There is and there should be a moral argument with which I agree with, but current US laws are on the side of companies, not consumers. They can and they should change, but until then writing "LEGALLY" in all caps is pointless.
The real problem is that you're accepting the framing that if I buy a cellphone I don't own the hardware, the provider does, and I instead have a service which just happens to have a physical object as part of it.

Which is *not* how *sale* works legally.

And the related problem is that if you accept that framing you accept that it's just fine and normal to rip people off and basically make them dependent on corporations for their lives.
@silverwizard It doesn't matter "how sale works legally" if any corporation can prevent you from repairing the device they provide to you for money without any legal challenge. The law doesn't prevail on its own, and if it isn't enforced as written, it might as well not exist.

And if you don't accept the framing that if you buy a phone you don't own the hardware, you are cutting yourself from a significant portion of the smartphone offer, which is another trade-off to consider.

I'm not sure about your dependency on corporations argument. I can't do everything myself, so I am dependent on corporations to provide me with what I can't do myself. Supposedly with antitrust laws I should be able to choose between multiple options (unless it's a state enforced monopoly like police departments) but it isn't looking good on that front.

I'm not happy about it but it is the reality we are operating within and I don't blame anyone for making the only choice corporations offer.

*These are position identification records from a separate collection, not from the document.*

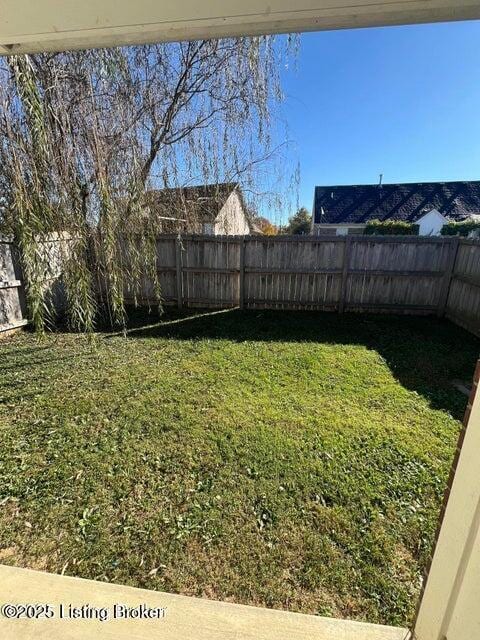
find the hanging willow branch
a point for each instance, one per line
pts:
(86, 136)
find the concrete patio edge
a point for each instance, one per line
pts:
(183, 618)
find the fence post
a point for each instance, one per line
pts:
(241, 275)
(447, 277)
(178, 266)
(345, 265)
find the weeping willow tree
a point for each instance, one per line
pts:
(85, 135)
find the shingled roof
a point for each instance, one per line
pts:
(201, 203)
(406, 201)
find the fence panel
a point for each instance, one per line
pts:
(463, 303)
(12, 306)
(349, 273)
(293, 273)
(394, 273)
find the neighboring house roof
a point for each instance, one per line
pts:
(406, 201)
(201, 203)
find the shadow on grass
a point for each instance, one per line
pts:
(424, 353)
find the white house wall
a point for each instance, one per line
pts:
(231, 221)
(431, 223)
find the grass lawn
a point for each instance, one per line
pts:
(282, 459)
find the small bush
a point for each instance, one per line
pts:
(391, 228)
(461, 228)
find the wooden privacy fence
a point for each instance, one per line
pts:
(345, 273)
(422, 275)
(12, 306)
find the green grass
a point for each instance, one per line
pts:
(288, 460)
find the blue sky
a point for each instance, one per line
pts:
(402, 101)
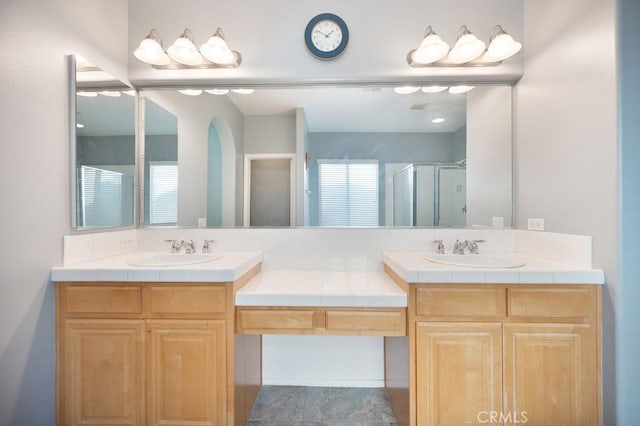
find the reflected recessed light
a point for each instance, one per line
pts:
(217, 91)
(111, 93)
(434, 89)
(191, 92)
(456, 90)
(405, 90)
(243, 91)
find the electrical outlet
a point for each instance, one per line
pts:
(535, 224)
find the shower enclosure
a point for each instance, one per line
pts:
(430, 195)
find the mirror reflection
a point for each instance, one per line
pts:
(104, 149)
(341, 156)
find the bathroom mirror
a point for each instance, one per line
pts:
(456, 172)
(102, 148)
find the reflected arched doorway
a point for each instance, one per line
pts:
(221, 171)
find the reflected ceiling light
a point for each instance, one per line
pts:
(467, 51)
(111, 93)
(501, 46)
(218, 92)
(431, 49)
(457, 90)
(184, 51)
(434, 89)
(215, 53)
(405, 90)
(150, 50)
(191, 92)
(243, 91)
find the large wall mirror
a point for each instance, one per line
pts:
(103, 148)
(363, 155)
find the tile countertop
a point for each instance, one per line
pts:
(413, 267)
(357, 288)
(231, 266)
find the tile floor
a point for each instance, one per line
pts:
(321, 406)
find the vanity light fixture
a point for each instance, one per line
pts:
(183, 54)
(405, 90)
(467, 51)
(458, 90)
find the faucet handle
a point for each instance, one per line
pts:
(206, 246)
(176, 245)
(439, 247)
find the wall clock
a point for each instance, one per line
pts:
(326, 36)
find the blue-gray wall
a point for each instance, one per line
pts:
(628, 288)
(384, 147)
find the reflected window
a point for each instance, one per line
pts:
(348, 192)
(163, 192)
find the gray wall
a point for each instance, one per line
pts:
(34, 131)
(627, 289)
(384, 147)
(566, 142)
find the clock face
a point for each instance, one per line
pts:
(326, 36)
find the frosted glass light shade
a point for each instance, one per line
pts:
(184, 52)
(431, 49)
(466, 49)
(434, 89)
(150, 51)
(405, 90)
(502, 46)
(218, 92)
(217, 51)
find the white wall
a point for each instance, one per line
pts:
(36, 35)
(270, 37)
(489, 166)
(565, 130)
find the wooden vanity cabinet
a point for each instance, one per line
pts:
(152, 354)
(500, 354)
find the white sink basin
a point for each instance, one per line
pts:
(475, 260)
(172, 259)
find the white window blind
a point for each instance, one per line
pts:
(104, 198)
(348, 193)
(163, 192)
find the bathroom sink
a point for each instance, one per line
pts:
(172, 259)
(475, 260)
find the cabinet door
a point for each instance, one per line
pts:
(103, 375)
(459, 372)
(550, 373)
(187, 372)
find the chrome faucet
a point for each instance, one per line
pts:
(206, 246)
(438, 246)
(459, 246)
(189, 247)
(176, 245)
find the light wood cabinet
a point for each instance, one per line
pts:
(499, 354)
(153, 354)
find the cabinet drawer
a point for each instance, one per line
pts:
(275, 321)
(387, 323)
(185, 299)
(461, 302)
(102, 299)
(576, 304)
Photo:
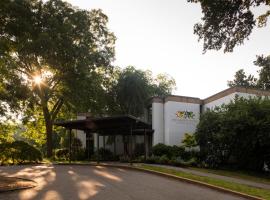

You're talking about ripping people off, but if it is the only available alternative to them because they wouldn't be able to repair their own device themselves anyway for lack of time and knowledge, is it still ripping them off? And if they have to trust another third party for repairs, how much better is it for them?

Don't forget we're sitting on a massive mountain of tech privilege and what feels familiar to us is completely foreign for most people. Most people don't care about "owning the hardware" because they can't do anything with that, they just want to "use a phone", and this is what they are sold, nothing more, nothing less.
I mean, part of that is teaching, learning, and keeping devices cheap. Low income people *need* longer lasting devices, and devices they can repair. This is about partially allowing tech to *not* be privilege.

But the law did previously defend your right to own your thing. The modern moment is a flaunting of the legal tradition and also rewriting the laws to not protect us. So this is important to discuss.
@silverwizard Yes, it is important to discuss, and low income people never pay for the full price of devices anyway, it's paid for by a monthly extra to their phone bill, and they can upgrade every 2 years. It is bad for the environment, but not necessarily for the people themselves. I do not mind having an older device but some people do, and the subscription model is a cheap way to have replacements regularly.

So it is important to legally ensure ownership again to people who want it, but it is illusory to believe everybody wants it or would benefit from it.
The subscription model applies only to some items. The major part of right to repair focused on tractors more than anything.
@silverwizard Ha, I assumed mobile phones, but there's no debate from me about professional tools like tractors.
Yeah. Mobile phones *matter* but tractors are 100% the main focus of the conversation, since they are the most abusive.